If you're storing your data with a Partition Key of <type>-<id>
, you're supporting the access pattern "retrieve an item by ID". You've correctly noted that you cannot use begins_with
on a Partition Key, leaving you without a clear cut way to get a collection of items of that type.
I think you're on the right track with creating a Partition Key of <type>
(e.g. Users
, Devices
, etc) with a meaningful Sort Key. However, since your items aren't evenly distributed across the table, you're faced with the possibility of a hot partition.
One way to solve the problem of a hot partition is to use an external cache, which would prevent your DB from being hit every time. This comes with added complexity that you may not want to introduce to your application, but it's an option.
You also have the option of distributing the data across partitions in DynamoDB, effectively implementing your own cache. For example, lets say you have a web application that has a list of "top 10 devices" directly on the homepage. You could create partitions DEVICES#1
,DEVICES#2
,DEVICES#3
,...,DEVICES#N
that each stores the top 10 devices. When your application needs to fetch the top 10 devices, it could randomly select one of these partitions to get the data. This may not work for a partition as large as Users
, but is a pretty neat pattern to consider.

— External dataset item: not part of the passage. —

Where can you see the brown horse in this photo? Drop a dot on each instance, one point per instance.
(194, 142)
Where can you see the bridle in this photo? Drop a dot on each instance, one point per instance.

Extending this idea further, you could partition Devices by some other meaningful metric (e.g. <manufactured_date>
or <created_at>
). This would more uniformly distribution your Device
items throughout the database. Your application would be responsible for querying all the partitions and merging the results, but you'd reduce/eliminate the hot partition problem. The AWS DynamoDB docs discuss this pattern in greater depth.
There's hardly a one size fits all approach to DynamoDB data modeling, which can make the data modeling super tricky! Your specific access patterns will dictate which solution fits best for your scenario.